Today we are going to talk about another form of machine learning known as unsupervised machine learning. If in supervised learning we trained the model with sample data that included the question (predictor variables) and the answer (response variable) for predictive purposes, unsupervised learning has a descriptive purpose: we do not have any response, and we want the machine to find patterns, similarities, or differences between the data, to identify possible clusters. There are many uses, such as customer segmentation, categorizing users of a social network, or recommending to a customer what other customers, who behave in a similar way, have bought.
This thing of feeding data to a machine so it tells us what patterns or associations it has found may sound mysterious, but it really is not so, because the clustering algorithms depend on the definition of similarity or distance that we decide to apply, which will even be able to compare apples and oranges, as long as it meets very simple requirements*, and there are techniques that allow to transform apparently complex spaces, like image D, into simple spaces where grouping is easier, like image A.
These images show (more or less) simple geometric spaces, but many times our data do not lend themselves to such a simple representation. Imagine that we are processing information on the commercial activity with our customers to make an automatic segmentation, combining data such as the product families they buy, their average purchase volume, by which channel they contact us, how often… With a good data scientist we will define a similarity function that will be quite complex, we will be able to find clusters automatically, and at most we will have a very simplified graphical view, on a couple of variables, of our clusters, but we can trust that , if you have done a good job of understanding the details of the business, that grouping will be relevant to the activity. It may look obscure, but the algorithm has only looked for which elements look like other elements based on our criteria, no matter how complex these are.
There is also something called semi-supervised learning, similar to supervised learning, but it is applied when we only have the response variable for a small sample of our data. It uses techniques similar to grouping to fill in the missing variable. If we have, for example, a sample of transactions labeled as fraudulent or non-fraudulent, with a semi-supervised learning algorithm, we can group all our transactions around one or another cluster, by similarity.

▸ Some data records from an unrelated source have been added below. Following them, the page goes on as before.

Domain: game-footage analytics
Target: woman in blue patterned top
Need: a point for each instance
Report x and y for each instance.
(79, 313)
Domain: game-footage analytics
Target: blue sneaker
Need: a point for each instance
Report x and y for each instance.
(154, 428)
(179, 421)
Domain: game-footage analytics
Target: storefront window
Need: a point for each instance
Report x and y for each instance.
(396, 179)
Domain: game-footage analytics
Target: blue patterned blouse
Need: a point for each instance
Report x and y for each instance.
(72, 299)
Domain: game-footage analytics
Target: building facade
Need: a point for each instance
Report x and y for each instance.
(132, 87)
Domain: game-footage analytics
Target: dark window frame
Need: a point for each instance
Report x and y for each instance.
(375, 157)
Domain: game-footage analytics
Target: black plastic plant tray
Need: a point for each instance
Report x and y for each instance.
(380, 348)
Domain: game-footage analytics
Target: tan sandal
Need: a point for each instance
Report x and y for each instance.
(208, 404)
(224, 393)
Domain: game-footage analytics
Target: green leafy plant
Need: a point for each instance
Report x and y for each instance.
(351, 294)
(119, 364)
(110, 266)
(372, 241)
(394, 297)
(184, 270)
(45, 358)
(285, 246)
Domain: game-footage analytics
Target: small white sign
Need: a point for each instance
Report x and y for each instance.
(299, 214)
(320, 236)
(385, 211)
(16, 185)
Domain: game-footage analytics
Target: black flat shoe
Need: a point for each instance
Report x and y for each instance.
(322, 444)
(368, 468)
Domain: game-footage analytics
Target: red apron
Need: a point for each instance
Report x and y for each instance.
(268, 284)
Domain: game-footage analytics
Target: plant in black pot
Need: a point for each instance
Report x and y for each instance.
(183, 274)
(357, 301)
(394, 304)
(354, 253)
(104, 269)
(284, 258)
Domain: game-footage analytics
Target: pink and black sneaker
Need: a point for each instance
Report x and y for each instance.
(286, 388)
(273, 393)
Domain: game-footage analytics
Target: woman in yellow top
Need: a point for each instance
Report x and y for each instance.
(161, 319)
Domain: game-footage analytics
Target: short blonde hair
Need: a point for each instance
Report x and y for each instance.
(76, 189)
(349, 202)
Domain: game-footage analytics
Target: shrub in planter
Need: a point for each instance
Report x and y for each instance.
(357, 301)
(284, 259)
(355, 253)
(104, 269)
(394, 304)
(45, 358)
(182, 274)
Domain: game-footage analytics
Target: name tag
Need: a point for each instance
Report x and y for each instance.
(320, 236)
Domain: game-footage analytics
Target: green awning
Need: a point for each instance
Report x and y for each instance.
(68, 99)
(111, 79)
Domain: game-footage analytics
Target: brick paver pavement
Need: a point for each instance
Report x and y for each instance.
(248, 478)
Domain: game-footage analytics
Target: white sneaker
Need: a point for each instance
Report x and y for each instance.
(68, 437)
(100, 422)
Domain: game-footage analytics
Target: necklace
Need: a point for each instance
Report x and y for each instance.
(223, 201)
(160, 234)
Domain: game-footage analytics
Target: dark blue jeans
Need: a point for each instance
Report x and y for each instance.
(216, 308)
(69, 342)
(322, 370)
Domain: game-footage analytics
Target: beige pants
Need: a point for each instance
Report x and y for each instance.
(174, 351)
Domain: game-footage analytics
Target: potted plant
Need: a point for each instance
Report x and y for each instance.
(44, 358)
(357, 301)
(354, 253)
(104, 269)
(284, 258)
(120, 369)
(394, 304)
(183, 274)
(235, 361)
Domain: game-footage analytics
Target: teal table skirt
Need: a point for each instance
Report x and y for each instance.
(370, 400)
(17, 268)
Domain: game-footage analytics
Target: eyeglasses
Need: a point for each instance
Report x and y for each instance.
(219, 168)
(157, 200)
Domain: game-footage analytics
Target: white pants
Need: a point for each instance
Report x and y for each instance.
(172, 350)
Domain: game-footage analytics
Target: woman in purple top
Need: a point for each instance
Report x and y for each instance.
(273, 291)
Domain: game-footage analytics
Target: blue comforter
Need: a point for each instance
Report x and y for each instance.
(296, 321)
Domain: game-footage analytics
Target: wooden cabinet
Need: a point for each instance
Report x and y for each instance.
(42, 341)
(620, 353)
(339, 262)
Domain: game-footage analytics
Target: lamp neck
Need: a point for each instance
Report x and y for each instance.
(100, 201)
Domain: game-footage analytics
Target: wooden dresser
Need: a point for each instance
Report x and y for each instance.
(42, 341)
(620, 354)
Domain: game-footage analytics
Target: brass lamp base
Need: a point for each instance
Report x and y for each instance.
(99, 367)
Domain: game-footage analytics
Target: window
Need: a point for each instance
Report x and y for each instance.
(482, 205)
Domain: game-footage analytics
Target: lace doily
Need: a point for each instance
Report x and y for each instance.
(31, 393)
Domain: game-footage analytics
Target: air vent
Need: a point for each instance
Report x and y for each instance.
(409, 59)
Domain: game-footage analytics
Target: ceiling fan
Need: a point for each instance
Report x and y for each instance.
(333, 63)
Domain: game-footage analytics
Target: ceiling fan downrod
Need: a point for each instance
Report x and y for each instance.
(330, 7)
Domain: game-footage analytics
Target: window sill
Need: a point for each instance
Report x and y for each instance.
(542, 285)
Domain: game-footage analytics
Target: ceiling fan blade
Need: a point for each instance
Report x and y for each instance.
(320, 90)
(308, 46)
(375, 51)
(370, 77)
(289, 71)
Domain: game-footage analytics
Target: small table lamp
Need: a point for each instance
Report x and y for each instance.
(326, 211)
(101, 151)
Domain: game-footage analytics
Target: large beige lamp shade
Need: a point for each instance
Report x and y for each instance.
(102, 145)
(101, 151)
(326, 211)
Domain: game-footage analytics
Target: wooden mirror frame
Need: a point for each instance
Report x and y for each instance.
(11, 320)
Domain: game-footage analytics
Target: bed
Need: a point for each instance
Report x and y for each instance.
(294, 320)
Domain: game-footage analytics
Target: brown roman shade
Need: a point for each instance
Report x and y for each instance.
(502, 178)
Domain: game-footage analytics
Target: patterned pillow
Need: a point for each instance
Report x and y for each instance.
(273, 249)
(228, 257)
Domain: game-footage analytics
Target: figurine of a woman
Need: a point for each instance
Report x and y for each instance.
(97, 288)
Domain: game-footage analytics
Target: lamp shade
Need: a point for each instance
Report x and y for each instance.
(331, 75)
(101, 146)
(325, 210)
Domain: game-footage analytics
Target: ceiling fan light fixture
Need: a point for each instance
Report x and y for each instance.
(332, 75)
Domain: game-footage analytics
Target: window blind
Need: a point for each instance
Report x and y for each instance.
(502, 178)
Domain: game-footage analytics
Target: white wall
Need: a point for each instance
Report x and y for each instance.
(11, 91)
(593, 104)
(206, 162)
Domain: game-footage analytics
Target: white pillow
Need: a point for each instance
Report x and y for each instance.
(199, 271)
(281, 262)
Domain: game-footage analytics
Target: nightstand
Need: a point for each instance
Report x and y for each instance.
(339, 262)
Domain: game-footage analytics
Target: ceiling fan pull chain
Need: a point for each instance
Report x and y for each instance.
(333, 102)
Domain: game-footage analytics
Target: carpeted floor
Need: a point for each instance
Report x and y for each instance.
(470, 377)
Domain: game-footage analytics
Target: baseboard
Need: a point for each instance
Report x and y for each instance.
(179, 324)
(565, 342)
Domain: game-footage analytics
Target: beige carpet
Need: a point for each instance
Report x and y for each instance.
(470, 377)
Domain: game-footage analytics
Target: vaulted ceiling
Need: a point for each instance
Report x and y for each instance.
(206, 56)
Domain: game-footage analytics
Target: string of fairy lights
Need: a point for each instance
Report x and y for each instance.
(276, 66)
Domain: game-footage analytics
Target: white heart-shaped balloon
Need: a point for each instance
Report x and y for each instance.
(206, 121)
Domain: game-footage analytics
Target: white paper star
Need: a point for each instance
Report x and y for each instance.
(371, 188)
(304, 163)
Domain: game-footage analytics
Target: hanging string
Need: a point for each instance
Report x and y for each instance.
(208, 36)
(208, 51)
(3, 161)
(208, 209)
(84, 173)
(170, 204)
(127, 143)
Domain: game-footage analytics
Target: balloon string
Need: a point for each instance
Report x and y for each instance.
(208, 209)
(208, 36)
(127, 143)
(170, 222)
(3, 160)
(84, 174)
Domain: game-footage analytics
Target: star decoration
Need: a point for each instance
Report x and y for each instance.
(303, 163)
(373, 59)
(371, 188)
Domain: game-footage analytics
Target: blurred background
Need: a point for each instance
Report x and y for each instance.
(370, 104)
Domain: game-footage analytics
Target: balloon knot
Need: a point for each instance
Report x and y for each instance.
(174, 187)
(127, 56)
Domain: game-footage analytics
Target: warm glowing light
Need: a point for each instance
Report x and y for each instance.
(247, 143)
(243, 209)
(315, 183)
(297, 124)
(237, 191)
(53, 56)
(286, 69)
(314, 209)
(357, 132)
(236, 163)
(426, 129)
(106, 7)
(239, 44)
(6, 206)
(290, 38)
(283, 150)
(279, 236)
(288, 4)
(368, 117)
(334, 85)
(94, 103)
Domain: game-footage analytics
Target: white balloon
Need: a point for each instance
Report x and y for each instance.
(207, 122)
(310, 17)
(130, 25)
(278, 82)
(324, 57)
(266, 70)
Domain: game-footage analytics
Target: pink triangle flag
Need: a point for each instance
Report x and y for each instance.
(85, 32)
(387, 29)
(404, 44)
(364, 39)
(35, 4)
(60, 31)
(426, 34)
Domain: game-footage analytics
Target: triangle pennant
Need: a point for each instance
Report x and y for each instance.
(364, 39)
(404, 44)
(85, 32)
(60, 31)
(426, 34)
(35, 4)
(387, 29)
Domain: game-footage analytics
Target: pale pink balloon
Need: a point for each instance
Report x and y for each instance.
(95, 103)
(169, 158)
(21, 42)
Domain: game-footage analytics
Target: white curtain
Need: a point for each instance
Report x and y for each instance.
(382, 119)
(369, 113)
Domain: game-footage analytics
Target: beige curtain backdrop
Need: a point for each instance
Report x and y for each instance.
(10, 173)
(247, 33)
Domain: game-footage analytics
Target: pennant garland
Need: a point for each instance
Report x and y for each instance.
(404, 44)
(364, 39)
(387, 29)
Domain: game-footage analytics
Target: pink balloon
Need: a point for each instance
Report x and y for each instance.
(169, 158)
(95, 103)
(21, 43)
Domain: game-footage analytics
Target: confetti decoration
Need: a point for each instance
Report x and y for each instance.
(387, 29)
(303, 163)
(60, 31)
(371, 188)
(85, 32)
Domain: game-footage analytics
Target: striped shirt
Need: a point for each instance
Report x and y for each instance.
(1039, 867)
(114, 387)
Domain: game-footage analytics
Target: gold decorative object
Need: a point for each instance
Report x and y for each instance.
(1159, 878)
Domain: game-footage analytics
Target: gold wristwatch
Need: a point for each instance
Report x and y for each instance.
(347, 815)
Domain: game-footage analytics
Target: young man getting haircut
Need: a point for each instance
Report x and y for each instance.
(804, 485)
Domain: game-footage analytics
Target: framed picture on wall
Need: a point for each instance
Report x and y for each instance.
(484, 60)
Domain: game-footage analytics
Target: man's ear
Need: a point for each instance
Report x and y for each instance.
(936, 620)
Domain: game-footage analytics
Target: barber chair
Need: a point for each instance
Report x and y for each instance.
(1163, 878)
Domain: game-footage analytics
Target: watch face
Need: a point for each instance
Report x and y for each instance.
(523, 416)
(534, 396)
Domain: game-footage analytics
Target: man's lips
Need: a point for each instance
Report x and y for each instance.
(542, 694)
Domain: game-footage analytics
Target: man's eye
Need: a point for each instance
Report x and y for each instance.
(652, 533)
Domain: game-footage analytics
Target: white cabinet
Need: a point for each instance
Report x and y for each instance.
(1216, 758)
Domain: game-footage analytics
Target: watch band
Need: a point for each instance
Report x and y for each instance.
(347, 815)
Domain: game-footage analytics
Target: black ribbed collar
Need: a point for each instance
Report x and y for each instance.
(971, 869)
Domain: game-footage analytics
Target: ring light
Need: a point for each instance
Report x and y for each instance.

In summary, unsupervised learning is sort of an automatic “birds of a feather flock together”, with many applications in business.
* If there is a mathematician in the room, the requirements will be immediately recognizable: the distance function must always be non-negative (the distance between two samples is always greater than or equal to 0), symmetric (the distance from M to N is the same as from N to M), triangular (the distance from M to P must be less than or equal to that from M to N plus that from N to P), and the distance of a sample to itself is null.